Police forces all over the Thames Valley were alerted in March 1896 when a Thames bargeman hauled a brown paper parcel containing the body of a baby out of the river. The child had been strangled with a bootlace that was still around its neck, and the parcel was weighted with a brick.

In the previous six months the bodies of no fewer than 40 children, strangled with bootlaces or tape and wrapped in parcels, had been lifted out of the river. But this latest one yielded a vital clue. Written on the inside of the brown paper was a name and a Reading address, still legible despite long immersion. The paper had once wrapped a parcel sent to the home of a Mrs. Amelia Dyer.

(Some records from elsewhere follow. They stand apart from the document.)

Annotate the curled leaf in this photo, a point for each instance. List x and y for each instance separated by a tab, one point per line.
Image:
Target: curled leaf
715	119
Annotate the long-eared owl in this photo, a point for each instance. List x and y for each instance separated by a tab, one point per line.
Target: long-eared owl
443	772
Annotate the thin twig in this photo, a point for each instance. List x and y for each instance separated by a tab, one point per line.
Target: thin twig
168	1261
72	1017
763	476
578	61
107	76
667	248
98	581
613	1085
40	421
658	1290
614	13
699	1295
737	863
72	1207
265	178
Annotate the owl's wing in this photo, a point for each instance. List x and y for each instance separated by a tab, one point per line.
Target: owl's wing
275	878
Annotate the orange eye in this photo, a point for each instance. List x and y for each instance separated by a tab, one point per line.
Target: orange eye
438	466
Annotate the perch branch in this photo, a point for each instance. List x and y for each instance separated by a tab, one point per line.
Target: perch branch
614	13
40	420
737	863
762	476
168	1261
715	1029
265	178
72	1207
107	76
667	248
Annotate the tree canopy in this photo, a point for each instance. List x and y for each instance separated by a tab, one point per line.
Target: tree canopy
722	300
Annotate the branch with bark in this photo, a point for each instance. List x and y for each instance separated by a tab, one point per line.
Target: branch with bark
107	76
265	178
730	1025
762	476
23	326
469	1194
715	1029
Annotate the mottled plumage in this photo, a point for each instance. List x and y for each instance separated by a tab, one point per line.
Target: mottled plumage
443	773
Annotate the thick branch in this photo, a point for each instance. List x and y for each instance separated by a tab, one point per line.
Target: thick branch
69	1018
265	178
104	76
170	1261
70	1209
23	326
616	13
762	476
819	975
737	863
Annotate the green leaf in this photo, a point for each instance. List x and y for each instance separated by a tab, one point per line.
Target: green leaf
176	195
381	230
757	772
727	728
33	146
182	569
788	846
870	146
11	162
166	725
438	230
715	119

Not that she was there any more. A frequent mover, she was now at another address, in Caversham. By the time police traced her, two more babies had been found in the river.

Detectives soon discovered that Mrs. Dyer, a huge, overweight woman of 56, was also known as Mrs. Thomas, Mrs. Harding, and Mrs. Stanfield. There were lots of baby clothes at her home, but no babies.

So who were the babies’ mothers? Evelina Marmon, a Cheltenham barmaid, was one. With no money to keep her illegitimate daughter Doris, she answered a newspaper advert from a woman seeking to adopt a child. Relieved to find that the seemingly kindly “Mrs Stanfield” wanted only £10, she parted company with Doris. Twenty-four hours later Mrs. Stanfield, aka Dyer, strangled little Doris and threw her body into the Thames.

The body of another child, found at the same time as Doris, was identified as having been in the care of a Mrs. Amelia Sergeant, who gave evidence when Mrs. Dyer was brought before Reading magistrates. “I said to Mrs. Dyer, ‘You’ll be kind to him, won’t you?’” she testified. “She replied, ‘Trust me for that!’”

While Mrs. Dyer’s minimum charge for “adopting” a child had been £10, receipts proved that she was paid as much as £100 for some of her so-called “charges.” Other evidence showed that she killed the children within 24 hours of taking them into care.

At her Old Bailey trial in May 1896, one of the witnesses against her was her daughter Margaret Palmer, who described an occasion when her mother came to see her with a baby.

“I was putting my own baby to bed. The one she had with her was crying bitterly, and she undressed it to quieten it. Later I went into the bedroom to see my little one and when I returned I saw the baby that my mother had brought with her lying on the couch, closely muffled in a shawl, apparently asleep. My mother wouldn’t let me go near it.”

Next morning there was no trace of the child, but she saw a bundle under the couch. She later found some tape had disappeared from her workbox. Her mother left with the “bundle” under her arm.

Amelia Dyer was in a state of collapse when the jury found her guilty after an absence of only six minutes. Before her execution she made a feeble attempt to strangle herself by twisting a handkerchief around her throat. She was hanged on Wednesday, June 10th, 1896, at Newgate. Her great bulk reduced to a quivering and helpless mass, she staggered out to meet her end.

The corpses of seven children were directly linked to her, but police were convinced that she was responsible for dozens more hauled out of the Thames and the Kennet.